Ia lahir (kemungkinan) tahun 1894 di desa kecil bernama Pandan Gadang, tak jauh dari Suliki, Sumatera Barat. Tata kemasyarakatan di tempat kelahirannya akan mewarnai radikalitas gerakan yang ia lakukan di kemudian hari.
Tan Malaka merupakan tokoh pejuang Indonesia yang pertama kali mempublikasikan gagasan Indonesia Merdeka, jauh sebelum gagasan yang sama disuarakan Hatta dan Sukarno.
Berbeda dengan Sukarno, berbeda dengan Hatta, berbeda dengan Soedirman, Tan Malaka memilih jalan sendiri. Aliran kiri yang dianut serta kiprahnya dalam pusaran komunis dunia, membuat nama Tan Malaka tidak lebih kecil dari nama Sukarno. Ia bukan saja diburu intel pemerintah Hindia Belanda, tetapi juga diburu intel-intel negara-negara di belahan dunia lain.
Karena itu, Tan Malaka sering menyamar menjadi orang lain, termasuk saat hari-hari penting sedang berlangsung di Jakarta, menjelang proklamasi kemerdekaan pada 17 Agustus 1945. Banyak orang yang menanyakan di mana Tan Malaka saat Sukarno membacakan teks proklamasi di Jalan Pegangsaan Timur.
Baca Juga :
Dalam buku Total Bung Karno karya Roso Daras diceritakan ternyata Tan Malaka ada di sekitar Jakarta. Ia datang dari Banten, bukan sebagai Tan Malaka, melainkan sebagai pemuda Banten bernama Hussein. Lengkapnya Iljas Hussein. Ia bahkan sempat menemui sejumlah tokoh pergerakan dari kalangan pemuda, antara lain Soekarni.

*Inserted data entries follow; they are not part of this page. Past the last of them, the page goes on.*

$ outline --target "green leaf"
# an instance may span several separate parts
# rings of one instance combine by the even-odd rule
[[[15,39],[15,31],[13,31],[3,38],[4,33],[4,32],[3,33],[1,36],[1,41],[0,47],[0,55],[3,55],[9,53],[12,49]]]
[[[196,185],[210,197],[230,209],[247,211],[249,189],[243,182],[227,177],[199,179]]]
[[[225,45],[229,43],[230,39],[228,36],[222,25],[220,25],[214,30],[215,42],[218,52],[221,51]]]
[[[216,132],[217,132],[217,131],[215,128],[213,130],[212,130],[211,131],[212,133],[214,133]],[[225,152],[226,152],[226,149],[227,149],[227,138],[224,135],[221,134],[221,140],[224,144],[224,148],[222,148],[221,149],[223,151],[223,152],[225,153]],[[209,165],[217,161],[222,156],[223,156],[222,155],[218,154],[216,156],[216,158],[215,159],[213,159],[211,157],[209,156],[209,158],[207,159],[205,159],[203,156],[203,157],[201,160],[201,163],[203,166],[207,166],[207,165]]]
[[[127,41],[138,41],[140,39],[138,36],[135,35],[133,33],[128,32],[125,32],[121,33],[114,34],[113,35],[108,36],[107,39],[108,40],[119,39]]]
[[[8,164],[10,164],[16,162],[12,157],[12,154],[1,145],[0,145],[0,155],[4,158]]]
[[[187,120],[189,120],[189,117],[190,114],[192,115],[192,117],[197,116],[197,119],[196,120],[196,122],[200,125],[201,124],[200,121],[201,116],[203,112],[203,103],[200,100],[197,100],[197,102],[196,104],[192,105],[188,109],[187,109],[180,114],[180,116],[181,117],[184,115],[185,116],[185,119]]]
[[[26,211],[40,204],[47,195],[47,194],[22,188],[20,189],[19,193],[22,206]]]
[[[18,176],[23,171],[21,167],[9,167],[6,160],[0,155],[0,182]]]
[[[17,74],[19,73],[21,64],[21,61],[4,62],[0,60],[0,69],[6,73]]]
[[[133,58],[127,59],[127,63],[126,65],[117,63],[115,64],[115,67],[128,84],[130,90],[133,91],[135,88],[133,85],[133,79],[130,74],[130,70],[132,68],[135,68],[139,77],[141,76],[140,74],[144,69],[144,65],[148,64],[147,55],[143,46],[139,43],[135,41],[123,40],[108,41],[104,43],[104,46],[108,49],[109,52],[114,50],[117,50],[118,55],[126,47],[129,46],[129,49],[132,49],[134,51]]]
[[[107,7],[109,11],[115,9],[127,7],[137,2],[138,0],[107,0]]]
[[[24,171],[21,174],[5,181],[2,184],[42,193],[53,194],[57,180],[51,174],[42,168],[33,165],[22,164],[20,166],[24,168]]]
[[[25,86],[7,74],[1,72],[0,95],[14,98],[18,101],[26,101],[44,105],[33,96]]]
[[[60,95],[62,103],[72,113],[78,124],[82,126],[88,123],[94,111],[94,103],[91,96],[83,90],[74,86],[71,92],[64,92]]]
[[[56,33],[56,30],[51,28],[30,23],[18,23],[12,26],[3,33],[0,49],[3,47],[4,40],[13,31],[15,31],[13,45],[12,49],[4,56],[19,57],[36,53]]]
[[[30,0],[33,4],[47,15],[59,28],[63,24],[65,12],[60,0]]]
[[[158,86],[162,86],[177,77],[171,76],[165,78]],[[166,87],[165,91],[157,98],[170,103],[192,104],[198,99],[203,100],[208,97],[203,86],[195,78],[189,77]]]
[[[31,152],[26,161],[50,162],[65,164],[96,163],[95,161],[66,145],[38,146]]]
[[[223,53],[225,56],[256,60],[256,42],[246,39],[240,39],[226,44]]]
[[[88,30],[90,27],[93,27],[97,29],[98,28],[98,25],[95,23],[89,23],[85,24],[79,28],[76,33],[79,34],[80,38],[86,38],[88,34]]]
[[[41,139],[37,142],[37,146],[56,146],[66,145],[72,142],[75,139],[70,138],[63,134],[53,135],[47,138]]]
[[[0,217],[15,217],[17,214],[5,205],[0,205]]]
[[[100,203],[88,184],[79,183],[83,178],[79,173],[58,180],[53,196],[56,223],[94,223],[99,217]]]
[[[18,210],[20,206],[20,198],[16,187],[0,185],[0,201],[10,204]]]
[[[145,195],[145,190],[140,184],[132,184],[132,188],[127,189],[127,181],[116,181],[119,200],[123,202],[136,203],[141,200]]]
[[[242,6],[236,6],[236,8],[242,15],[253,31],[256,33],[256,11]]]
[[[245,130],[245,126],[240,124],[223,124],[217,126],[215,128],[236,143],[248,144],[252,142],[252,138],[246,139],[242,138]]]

Bahkan Soekarni yang tidak tahu sedang berbicara dengan Tan Malaka, sempat menyuruh Hussein pulang ke Banten dan menghimpun para pemuda guna menyambut proklamasi kemerdekaan pada 17 Agustus.
Selain Soekarni, Tan Malaka yang menyamar sebagai Hussein itu juga menemui Chaerul Saleh. Chaerul dan Soekarni paham benar dengan semua gagasan dan pemikiran Hussein. Mereka menyadari bahwa Hussein sedang mengemukakan ide-ide Tan Malaka. Tapi sungguh keduanya tidak menduga bahwa Hussein itulah Tan Malaka.
Dalam biografinya, Tan Malaka juga sempat menyinggung peristiwa pembacaan teks proklamasi. Ia menuliskan begini, “Rupanya, sejarah Proklamasi 17 Agustus tiada mengizinkan saya campur tangan, hanya mengizinkan campur jiwa saja. Ini sangat saya sesalkan! Tetapi sejarah tiada memedulikan penyesalan seseorang manusia atau pun segolongan manusia.”